Further, the FIR and the earlier chargesheet by the ED underline that a Kolkata-based firm, Dotex Merchandise Pvt Ltd—which was described as a shell company—routed nearly Rs 1 crore to Young Indian, which allegedly helped execute the takeover.
Beyond the question of share transfers, investigators claim monetary flows far beyond the initial transaction. The ED has claimed that the YI–AJL network was used to generate what it calls proceeds of crime in the form of fake donations, bogus advance rent, and fictitious advertisements, amounting to several crores.
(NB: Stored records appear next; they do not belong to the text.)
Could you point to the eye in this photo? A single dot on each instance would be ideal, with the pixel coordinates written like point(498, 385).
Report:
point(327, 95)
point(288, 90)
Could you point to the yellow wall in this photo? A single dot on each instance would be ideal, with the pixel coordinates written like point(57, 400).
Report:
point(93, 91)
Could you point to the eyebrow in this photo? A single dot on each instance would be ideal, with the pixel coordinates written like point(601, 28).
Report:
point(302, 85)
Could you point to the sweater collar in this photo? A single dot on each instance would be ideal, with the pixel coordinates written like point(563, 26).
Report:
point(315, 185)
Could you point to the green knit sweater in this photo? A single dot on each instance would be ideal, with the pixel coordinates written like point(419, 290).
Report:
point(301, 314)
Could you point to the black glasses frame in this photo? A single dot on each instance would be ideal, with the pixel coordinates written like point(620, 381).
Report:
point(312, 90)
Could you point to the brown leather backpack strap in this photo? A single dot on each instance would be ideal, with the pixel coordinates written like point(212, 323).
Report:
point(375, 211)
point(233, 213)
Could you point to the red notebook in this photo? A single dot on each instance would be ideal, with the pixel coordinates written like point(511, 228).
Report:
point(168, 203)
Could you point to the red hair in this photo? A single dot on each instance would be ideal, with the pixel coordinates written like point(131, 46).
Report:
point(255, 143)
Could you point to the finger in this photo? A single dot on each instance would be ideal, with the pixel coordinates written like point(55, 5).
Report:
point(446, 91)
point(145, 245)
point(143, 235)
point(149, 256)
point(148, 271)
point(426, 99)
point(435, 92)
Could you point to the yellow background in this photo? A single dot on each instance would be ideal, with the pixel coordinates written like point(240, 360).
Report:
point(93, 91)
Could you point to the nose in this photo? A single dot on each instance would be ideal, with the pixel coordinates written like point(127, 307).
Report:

"AJL also collected bogus advance rent to the tune of Rs. 38.41 crore during the period 2017-18. The rent received was found to be fake, as no rent agreements existed. On inquiry from the concerned entities, it was found out that the money was transferred to AJL on the instructions of senior Congress leaders without any actual commercial transaction. This shows that the accused have been continuing to indulge in the offence of money laundering by using AJL, which is under the control and management of Young Indian, as an instrument to generate further proceeds of crime. During the investigation, it is revealed that lease agreements with TCS and JSW projects were properly drafted and executed, while the agreements with the other nine parties mentioned in the table below were not executed," reads the FIR.
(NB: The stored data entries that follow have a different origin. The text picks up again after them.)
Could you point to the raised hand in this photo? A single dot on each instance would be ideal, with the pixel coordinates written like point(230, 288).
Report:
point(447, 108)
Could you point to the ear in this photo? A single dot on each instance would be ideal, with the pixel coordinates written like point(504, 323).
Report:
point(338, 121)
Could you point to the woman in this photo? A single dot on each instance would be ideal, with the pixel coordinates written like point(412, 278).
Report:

It further stated, "AJL also claimed to have received revenue of Rs 29.45 crore from advertisements published in its newspapers during the period 2017-18 to 2020-21. It was revealed during the investigation that out of this, Rs 15.86 crore was claimed to be received from various Congress-affiliated bodies and the rest of the amount i.e. Rs. 13.59 crore was received from other entities.“
According to the complaint, the persons/entities whose names were mentioned in the ledgers of advertisement were summoned, and they stated that they had paid the amount on instructions of the Congress leaders and some of them even deposed that the money was paid to seek protection from the Congress leaders in the course of their regular business.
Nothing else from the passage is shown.